The UN report added that most of those countries’ governments are going unpunished for their acts of reprisal. U.N. High Commissioner for Human Rights Navi Pillay told a special session of the Human Rights Council that the 16 nations detailed in a new report “have been far from sufficient” in preventing members of their own governments from resorting to intimidation and attacks on various activists, the Post further said. The other 15 countries, named in the UN report covering mid-June 2011 to mid-July 2012, are: Algeria, Bahrain, Belarus, China, Colombia, Iran, Kazakhstan, Kenya, Lebanon, Malawi, Rwanda, Saudi Arabia, Sudan, Uzbekistan and Venezuela.
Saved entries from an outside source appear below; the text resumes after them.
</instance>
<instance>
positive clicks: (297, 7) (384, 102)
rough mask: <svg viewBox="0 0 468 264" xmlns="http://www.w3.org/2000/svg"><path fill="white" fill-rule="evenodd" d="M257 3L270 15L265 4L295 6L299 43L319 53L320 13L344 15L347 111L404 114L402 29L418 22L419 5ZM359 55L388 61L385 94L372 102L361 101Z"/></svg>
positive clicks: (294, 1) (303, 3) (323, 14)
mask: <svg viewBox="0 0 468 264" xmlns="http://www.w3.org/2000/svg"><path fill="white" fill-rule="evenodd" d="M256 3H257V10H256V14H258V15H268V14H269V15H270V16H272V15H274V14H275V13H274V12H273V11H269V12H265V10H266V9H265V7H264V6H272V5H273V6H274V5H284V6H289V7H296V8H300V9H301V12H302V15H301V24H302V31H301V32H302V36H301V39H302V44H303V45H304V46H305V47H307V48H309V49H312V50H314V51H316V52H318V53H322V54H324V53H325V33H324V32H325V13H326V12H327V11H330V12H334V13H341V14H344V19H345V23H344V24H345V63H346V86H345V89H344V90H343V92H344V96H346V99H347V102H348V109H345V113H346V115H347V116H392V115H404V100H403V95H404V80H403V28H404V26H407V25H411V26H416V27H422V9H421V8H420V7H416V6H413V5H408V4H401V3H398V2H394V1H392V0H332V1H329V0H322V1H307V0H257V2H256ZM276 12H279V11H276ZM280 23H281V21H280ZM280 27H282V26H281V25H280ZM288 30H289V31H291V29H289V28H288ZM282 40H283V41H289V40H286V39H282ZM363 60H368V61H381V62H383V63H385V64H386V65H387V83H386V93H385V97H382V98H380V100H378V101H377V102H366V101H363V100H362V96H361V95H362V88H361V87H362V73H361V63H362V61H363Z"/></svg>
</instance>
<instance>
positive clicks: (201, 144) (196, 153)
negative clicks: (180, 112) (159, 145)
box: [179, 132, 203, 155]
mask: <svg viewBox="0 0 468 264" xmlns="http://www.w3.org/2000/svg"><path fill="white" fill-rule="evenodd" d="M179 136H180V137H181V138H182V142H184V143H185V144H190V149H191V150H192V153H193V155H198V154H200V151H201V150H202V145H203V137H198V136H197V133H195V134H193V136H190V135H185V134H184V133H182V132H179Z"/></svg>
U.N. High Commissioner for Human Rights Navi Pillay told the UN Rights session, “Reprisals and intimidation against individuals continue to be reported. People may be threatened or harassed by government officials, including through public statements by high-level authorities. Associations and NGOs may see their activities monitored or restricted.
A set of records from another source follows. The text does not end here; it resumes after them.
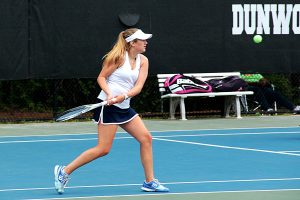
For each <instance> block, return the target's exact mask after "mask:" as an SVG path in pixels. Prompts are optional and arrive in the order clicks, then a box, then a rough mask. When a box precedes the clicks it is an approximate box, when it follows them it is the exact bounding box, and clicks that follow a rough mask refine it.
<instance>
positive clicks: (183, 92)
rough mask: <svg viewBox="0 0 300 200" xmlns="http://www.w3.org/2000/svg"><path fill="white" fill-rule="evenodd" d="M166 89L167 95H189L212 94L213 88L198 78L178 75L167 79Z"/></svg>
mask: <svg viewBox="0 0 300 200" xmlns="http://www.w3.org/2000/svg"><path fill="white" fill-rule="evenodd" d="M164 87H165V89H166V93H174V94H189V93H207V92H212V86H210V85H209V84H208V83H206V82H204V81H201V80H199V79H197V78H194V77H190V76H185V75H182V74H176V75H174V76H172V77H170V78H167V79H166V81H165V83H164Z"/></svg>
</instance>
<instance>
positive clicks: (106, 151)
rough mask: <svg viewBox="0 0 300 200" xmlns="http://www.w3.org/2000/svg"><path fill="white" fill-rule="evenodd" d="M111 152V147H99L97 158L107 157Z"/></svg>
mask: <svg viewBox="0 0 300 200" xmlns="http://www.w3.org/2000/svg"><path fill="white" fill-rule="evenodd" d="M109 152H110V148H109V147H105V148H104V147H101V146H97V147H96V156H97V157H98V158H99V157H102V156H106V155H107V154H109Z"/></svg>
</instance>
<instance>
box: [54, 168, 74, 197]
mask: <svg viewBox="0 0 300 200" xmlns="http://www.w3.org/2000/svg"><path fill="white" fill-rule="evenodd" d="M64 168H65V166H61V165H56V166H55V167H54V185H55V189H56V191H57V192H58V194H62V193H64V189H65V187H66V185H67V183H68V181H69V179H70V178H69V175H68V174H67V173H66V172H65V171H64Z"/></svg>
“Smear campaigns against those who cooperate with the U.N. may be organized. Threats may be made via phone calls, text messages or even direct contacts. People may also be arrested, beaten or tortured and even killed,” Washington Post quoted Navi Pillay as saying.
While urging the UN Rights Council and the world’s nations to do more to combat alleged cases of killings, beatings, torture, arrests, threats, harassment and smear campaigns against human rights defenders, Navi Pillay further said, “[w]e need more coherent and solid strategies to put an end to reprisals.
Reprisals are not only unacceptable: they are also ineffective in the long term. Preventing people from expressing their will or their dissent freely, does not succeed. Ultimately, freedom will always prevail. And information will always find its way to the outside word.”